Negrão diz-se preparado para pagar a “factura” política de Lisboa e Ferreira Leite aproveitou a deixa para sublinhar que, no capítulo de facturas, é António Costa quem tem a mais pesada: a Lei de Finanças Locais.
Por fim, um comentário de Negrão sobre o passado: “Não conheço Carmona Rodrigues, é uma pessoa estimável, mas não o conheço”. Uma frase enigmática para cortar com o passado.
CARMONA É CANDIDATO
Carmona Rodrigues é candidato às intercalares na Câmara Municipal de Lisboa. O presidente cessante reuniu-se ontem com o seu núcleo duro, junto de quem, segundo apurou o CM, tomou a decisão de se recandidatar. Da lista do ex-autarca deverão constar Fontão de Carvalho, Remédio Pires e Gabriela Seara, que ainda ontem adiantou estar “com o professor em qualquer situação e condição”. Carmona, por seu turno, sem querer revelar a sua decisão antes do tempo, limitou-se a dizer que “é gratificante saber que há milhares de pessoas” que o apoiam e que isso lhe chega “para ponderar”. O resultado dessa reflexão é tornado público hoje em hora e local a determinar.
SANTANA LEMBROU OBRA FEITA
Numa das raras aparições em reuniões do partido, Santana Lopes participou dia 21 na assembleia distrital de Lisboa do PSD, presidida por Paula Teixeira da Cruz. O ex-primeiro-ministro lembrou aos presentes e, indirectamente, à líder da distrital para não esquecerem a obra feita na autarquia pelo PSD desde 2002. Depois, pediu unidade para as eleições intercalares.
Segundo relatos feitos ao CM do encontro, figuras críticas da actual direcção da distrital aproveitaram a reunião para defender que a equipa do candidato Fernando Negrão deve ser totalmente renovada. Foi o caso de Henrique de Freitas. A unanimidade só surgiu no apoio a Negrão.
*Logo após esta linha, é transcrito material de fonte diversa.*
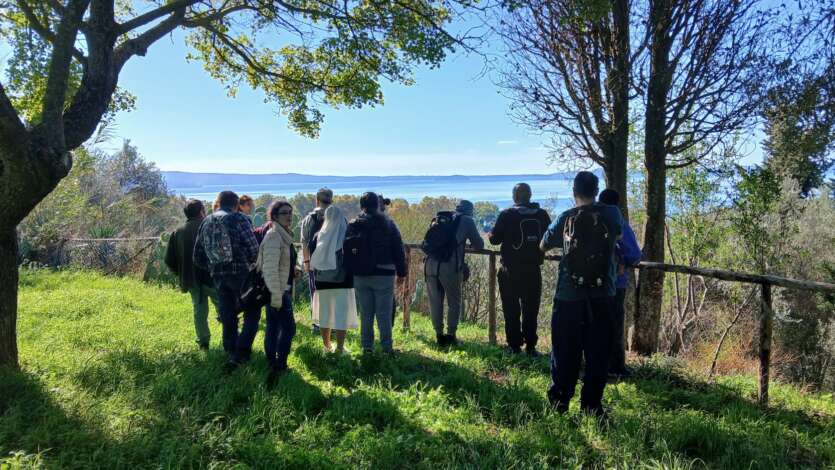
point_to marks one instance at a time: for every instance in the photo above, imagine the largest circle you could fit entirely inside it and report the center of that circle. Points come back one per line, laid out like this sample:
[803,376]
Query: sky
[453,120]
Recorde-se que tanto Sérgio Lipari como António Prôa, ex-vereadores, lideram secções da capital. Na oposição interna, há quem já fale em consequências políticas para Paula Teixeira da Cruz, depois de 15 de Julho. Entretanto, José Faustino, vice-presidente da distrital, demitiu-se.
NOTAS SOLTAS
SUBVENÇÕES
O presidente da comissão de Assuntos Constitucionais, Osvaldo Castro, considerou ontem que ainda é possível alterar a lei de financiamento das campanhas para permitir a atribuição de subvenções públicas aos partidos e grupos de cidadãos que concorram às eleições em Lisboa. O porta-voz do PS, Vitalino Canas, manifestou-se disponível para alcançar uma solução no Parlamento.
SAÍDA AUTOMÁTICA
Nas empresas que dependem totalmente da Câmara Municipal, os conselhos de administração caíram automaticamente com a renúncia dos vereadores. Esta é a interpretação da ex-vice-presidente da Câmara de Lisboa, Marina Ferreira, que fazia parte do conselho de administração da EMEL. O mesmo se aplica, por exemplo, a José Amaral Lopes, na EGEAC.
CARLOS MARQUES
O deputado municipal do Bloco de Esquerda, Carlos Marques, defendeu ontem que a Câmara Municipal de Lisboa, após as eleições intercalares, deve exigir a reposição do dinheiro contabilizado pela Bragaparques na exploração do parque de estacionamento do Parque Mayer, nos últimos dois anos.
CATEDRAL DA CERVEJA
O candidato do PSD à Câmara Municipal de Lisboa, Fernando Negrão, deverá reunir com apoiantes amanhã no restaurante Catedral da Cerveja, no Estádio da Luz.
INCÊNDIO
O deputado do CDS-PP, José Rui Roque, que se absteve na obtenção de um empréstimo para a Câmara de Lisboa, classificou o caso como “um pequeno balde num incêndio florestal”. E vaticinou: “No fim, vai tudo arder”.
RUBEN DE CARVALHO
O saneamento das finanças da Câmara e a revisão do Plano Director Municipal (PDM) serão as prioridades da CDU em Lisboa, segundo anunciou ontem o candidato comunista Ruben de Carvalho, que admitiu entendimentos pós-eleitorais.
ISALTINO MORAIS
O presidente da Câmara de Oeiras afirmou que o candidato do PS, António Costa, irá vencer as eleições.
LUÍS FILIPE MENEZES
O autarca de Vila Nova de Gaia prometeu “um período de apaziguamento” e garantiu apoiar Fernando Negrão.
HELENA ROSETA
O mandatário da candidatura de Telmo Correia acredita que o CDS-PP irá manter o lugar de vereador na autarquia.